Leitartikel

Selbstorganisation im Krankenhaus, Arbeiten, wie es uns gefällt

Chefärztin, Pflegedienstleitung, Stationsleitung – aus den meisten Krankenhäusern ist diese vorgegebene Struktur kaum wegzudenken. Nicht so beim Projekt „meine Station“ am Klinikum Aschaffenburg-Alzenau: Seit einem Jahr organisiert sich die Station selbst. Die MÄA sprachen darüber mit Pflegekraft Stefanie Schwinger.
Selbstorganisation im Krankenhaus, Arbeiten, wie es uns gefällt
Selbstorganisation im Krankenhaus, Arbeiten, wie es uns gefällt

Foto: Shutterstock

Frau Schwinger, was ist „meine Station“ und wie sind Sie auf dieses Projekt gekommen?

Wir sind eine allgemein- und viszeral-chirurgische Station mit 20 Betten und haben viele onkologische Patient*innen mit Tumor-Operationen.
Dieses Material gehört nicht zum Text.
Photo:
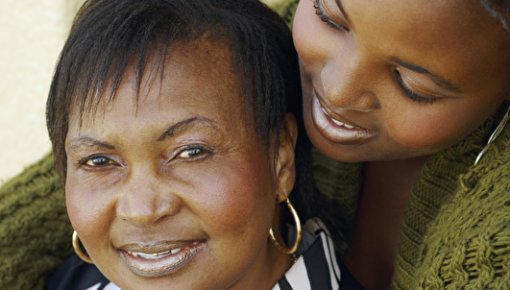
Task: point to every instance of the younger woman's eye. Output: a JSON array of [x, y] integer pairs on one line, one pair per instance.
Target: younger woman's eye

Ursprünglich dachten wir, wir hätten vor allem elektive Patient*innen. Nach der Auswertung eines Jahrs wissen wir nun, dass wir etwa gleich viele elektive wie Akutpatient*innen haben. Die ursprüngliche Idee zum Projekt „meine Station“ kam von unserem Chefarzt, Prof. Dr. Hubertus Schmitz-Winnenthal. Er hatte sich schon länger mit dem Thema Selbstorganisation beschäftigt und wollte die Patientenversorgung so gestalten, dass auch die Ausführenden damit zufrieden sind und sich wohl fühlen. Daraufhin hat er eine Ausbildung zum Loop Fellow gemacht und angefangen, Menschen um sich zu scharen, die seine Vision teilen. Loop ist ein System, um Teams in einem Transformationsprozess zu mehr Selbstorganisation zu bringen.
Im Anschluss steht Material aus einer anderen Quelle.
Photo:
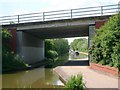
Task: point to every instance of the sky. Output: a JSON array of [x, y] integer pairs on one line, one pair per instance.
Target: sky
[[17, 7]]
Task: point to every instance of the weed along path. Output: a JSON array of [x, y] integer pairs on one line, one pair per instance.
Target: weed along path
[[91, 78]]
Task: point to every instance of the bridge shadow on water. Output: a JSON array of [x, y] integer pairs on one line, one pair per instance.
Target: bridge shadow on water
[[76, 63]]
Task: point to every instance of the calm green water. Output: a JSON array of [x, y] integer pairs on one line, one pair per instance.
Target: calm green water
[[36, 78]]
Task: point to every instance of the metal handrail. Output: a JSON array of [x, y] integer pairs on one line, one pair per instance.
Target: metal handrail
[[61, 14]]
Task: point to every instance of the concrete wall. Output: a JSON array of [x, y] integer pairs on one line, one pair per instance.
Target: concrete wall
[[29, 47]]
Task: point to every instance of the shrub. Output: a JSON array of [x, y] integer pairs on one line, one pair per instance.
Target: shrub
[[106, 43], [51, 54], [76, 83], [10, 61]]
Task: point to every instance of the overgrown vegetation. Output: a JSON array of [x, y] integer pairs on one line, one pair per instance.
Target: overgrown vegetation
[[10, 61], [55, 47], [80, 44], [76, 83], [106, 43]]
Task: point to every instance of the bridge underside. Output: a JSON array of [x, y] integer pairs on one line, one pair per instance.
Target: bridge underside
[[60, 32]]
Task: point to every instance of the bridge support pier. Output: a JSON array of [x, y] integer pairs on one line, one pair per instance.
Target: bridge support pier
[[91, 34], [29, 47]]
Können Sie dies genauer beschreiben?

Beim Loop Approach werden in drei Modulen sieben „Tugenden“ vermittelt. Darin geht es um Klarheit (klare Ausrichtung, gut genutzte Potentiale, verteilte Verantwortung), gute Ergebnisse (individuelle Effektivität, Effektivität als Team) sowie Evolution als Team (Anpassungsfähigkeit sowie Feedback- und Konfliktkompetenz). Die Tugenden tragen dazu bei, sich effektiv selbst zu organisieren, aber auch Spannungen zwischen Menschen oder verschiedenen Positionen zu lösen. In Schulungen erhält man feste Werkzeuge, um eine eigene Struktur zu bilden und einzuhalten. Häufig ist es ja so, dass man z.B. eine Idee zu einer Veränderung hat, der nächste Schritt geht aber im Stationsalltag wieder verloren. Früher hatten wir oft dreistündige Meetings, nach denen wir alle genauso schlau waren wie vorher. Jetzt haben wir festgelegte Meetingformate und Regeln, an die sich alle halten, die im Konsens mit dem Team beschlossen werden. Es gibt nicht mehr die eine Person, die sagt, wie alles gemacht wird, sondern das Team bestimmt die Regeln selbst. Das Grundgerüst dafür hat uns der Loop-Prozess vorgegeben.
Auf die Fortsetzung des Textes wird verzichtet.